Yet not everyone has been lured into the warm-blooded camp. Even as the museum technicians were starting to hike up their fossils, a small but growing coterie of paleontologists and physiologists was preparing to launch an assault against the new vision of the extinct beasts. They began questioning the claims being drawn from the fossil evidence, searching for a truly incontestable mark of endothermy. So far, these revisionists have found, all the studies suggest that dinosaurs should go back to the ectothermic fold.

A lot of this business about warm-blooded dinosaurs was just blown way out of proportion, says Alan Feduccia, an evolutionary biologist at the University of North Carolina at Chapel Hill. It was just pure hype. So I applaud these new studies. Dinosaurs are beginning again to look like reptiles--although not your everyday ones. As Owerkowicz and crew are quick to point out, a reptilian metabolism is not an insult. Dinosaurs could still be very active and agile, especially the bipedal ones, says Owerkowicz, and they could have lots of interesting behaviors, just as in Jurassic Park. But no, I don’t think they would have steamed up the refrigerator.

The debate over dinosaur metabolism is almost as old as the study of dinosaurs itself. In 1825 the public was stunned by reports that newly discovered teeth and bone fragments had come from a reptile twice the size of an elephant. By 1841, after more dinosaur fossils had been found, the British anatomist Richard Owen decided that the extinct beasts were distinctive enough to warrant their own suborder, which he called Dinosauria (for terrible lizards). He considered them the crowns of reptilian creation, so vivacious and energetic that they were the nearest approach to mammals.

Despite Owen’s recognition of the dinosaurs’ unusual nature, for more than a century they were lumped together with other reptiles and inevitably depicted as low-slung, oversize lizards with sprawled legs and dragging tails. Besides, the idea of a giant cold-blooded reptile made perfect sense: in the Age of Dinosaurs, from about 228 to 65 million years ago, the Earth was thought to be a steamy hothouse. Swampland bordered warm seas, and conifers and tree ferns shot skyward. Since the air would keep dinosaurs warm, there was no need for them to be charged-up endotherms.

Only in the late 1960s was this idea seriously challenged. John Ostrom, a paleontologist at Yale, and Robert Bakker, then a Yale undergraduate, concluded independently that the standard depiction of dinosaurs was wrong. Applying the laws of biomechanics to fossilized bones, Ostrom and Bakker argued that contrary to the then prevailing imagery, dinosaurs had their legs squarely under their shoulders and hips and held their tails stiffly in the air. Ostrom drew particular inspiration from Deinonychus, a Velociraptor-like dinosaur he found in 1964, whose foot ended in a long, thin, scythe-like claw. Here was an animal built for speed and agility--of a sort that today’s reptiles seem not to possess--that practically demanded a warm-blooded metabolism to power it. It must have been a fleet-footed, highly predaceous, extremely agile, and very active animal, he wrote. These in turn indicate an unusual level of activity for a reptile and suggest an unusually high metabolic rate. In other words, Ostrom doubted that Deinonychus was a standard ectotherm, depending on the warmth of the sun for its energy.

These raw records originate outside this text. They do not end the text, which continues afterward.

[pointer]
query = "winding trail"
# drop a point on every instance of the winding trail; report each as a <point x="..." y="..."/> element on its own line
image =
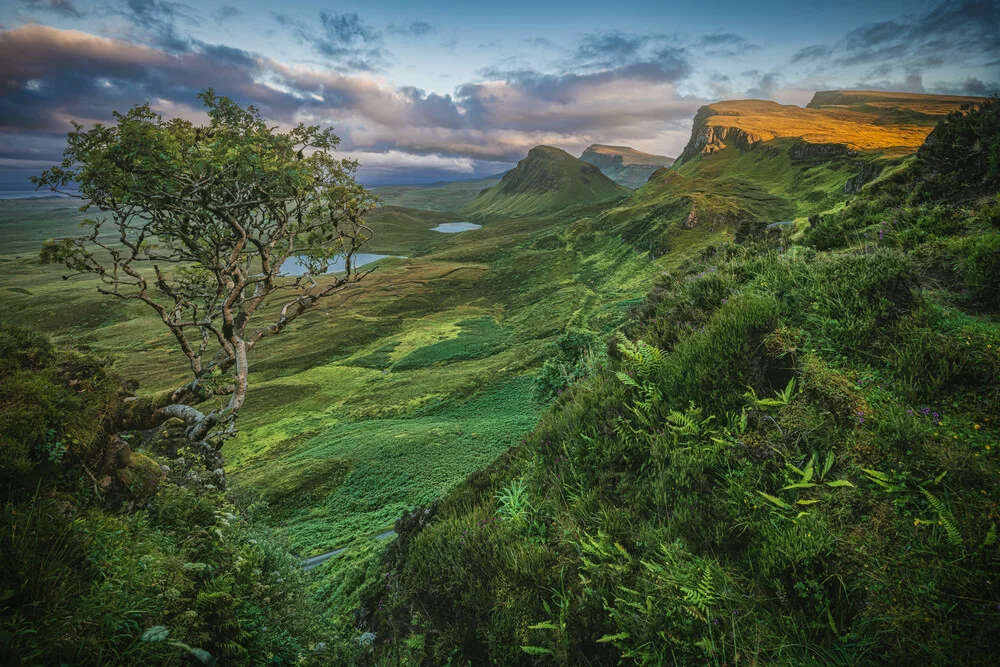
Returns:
<point x="316" y="561"/>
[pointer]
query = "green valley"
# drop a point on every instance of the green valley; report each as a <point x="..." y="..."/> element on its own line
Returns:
<point x="740" y="408"/>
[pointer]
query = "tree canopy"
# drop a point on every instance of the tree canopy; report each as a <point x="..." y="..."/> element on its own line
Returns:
<point x="201" y="223"/>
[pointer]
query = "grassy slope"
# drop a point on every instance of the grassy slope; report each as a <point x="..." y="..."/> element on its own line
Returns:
<point x="860" y="120"/>
<point x="546" y="181"/>
<point x="436" y="196"/>
<point x="345" y="404"/>
<point x="679" y="508"/>
<point x="625" y="165"/>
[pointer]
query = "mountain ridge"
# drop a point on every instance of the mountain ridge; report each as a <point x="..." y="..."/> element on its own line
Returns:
<point x="548" y="179"/>
<point x="623" y="164"/>
<point x="861" y="121"/>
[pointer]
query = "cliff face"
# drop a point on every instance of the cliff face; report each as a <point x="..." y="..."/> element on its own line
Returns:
<point x="625" y="165"/>
<point x="547" y="180"/>
<point x="707" y="138"/>
<point x="852" y="121"/>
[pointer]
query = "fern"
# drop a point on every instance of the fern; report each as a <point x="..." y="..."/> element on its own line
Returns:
<point x="946" y="517"/>
<point x="703" y="595"/>
<point x="991" y="536"/>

This is exactly the strategy that almost all living fish, amphibians, and reptiles use. Lacking a physiology that can raise or lower their body temperatures much above or below that of the surrounding air or water, they fluctuate with their environment. Ectotherms are not passive and helpless, though; to warm up, they may bask in the sun; to cool down, they can retreat to the shade. Warm-blooded endotherms, on the other hand, maintain a relatively constant internal body temperature night and day, winter and summer. In mammals, it hovers between roughly 97 and 99 degrees Fahrenheit; in birds, about 104. Their higher body temperatures (relative to those of ectotherms) mean that the chemical reactions that make up an animal’s metabolism can work faster, which makes a more active way of life possible. On average, endotherms have a metabolic rate four times higher than ectotherms of the same size. After a cool night, a savanna monitor lizard has to wait for the morning sun before springing into action. A lion doesn’t. Nor, Ostrom hinted, did Deinonychus.

Bakker was more explicit, arguing for a complete overhaul of our understanding of dinosaur physiology and behavior. Endothermy, he said, gave dinosaurs the speed, energy, and other gifts that allowed them to dominate the land for more than 100 million years. By the mid-1980s he was no longer alone. A number of other paleontologists were impressed by evidence such as the dinosaur nesting sites complete with eggs, embryos, and young found by Jack Horner of Montana State University. Horner’s initial analysis of these bones suggested that the baby dinos were growing as rapidly as young ostriches. And that kind of speedy growth, like the agility of Deinonychus, seemed to be a hallmark of endothermy. At the same time, other researchers were constucting a tree of life in which birds evolved from dinosaurs much like Deinonychus. Since birds are warm-blooded, it seemed reasonable to suggest that their immediate ancestors might have been as well.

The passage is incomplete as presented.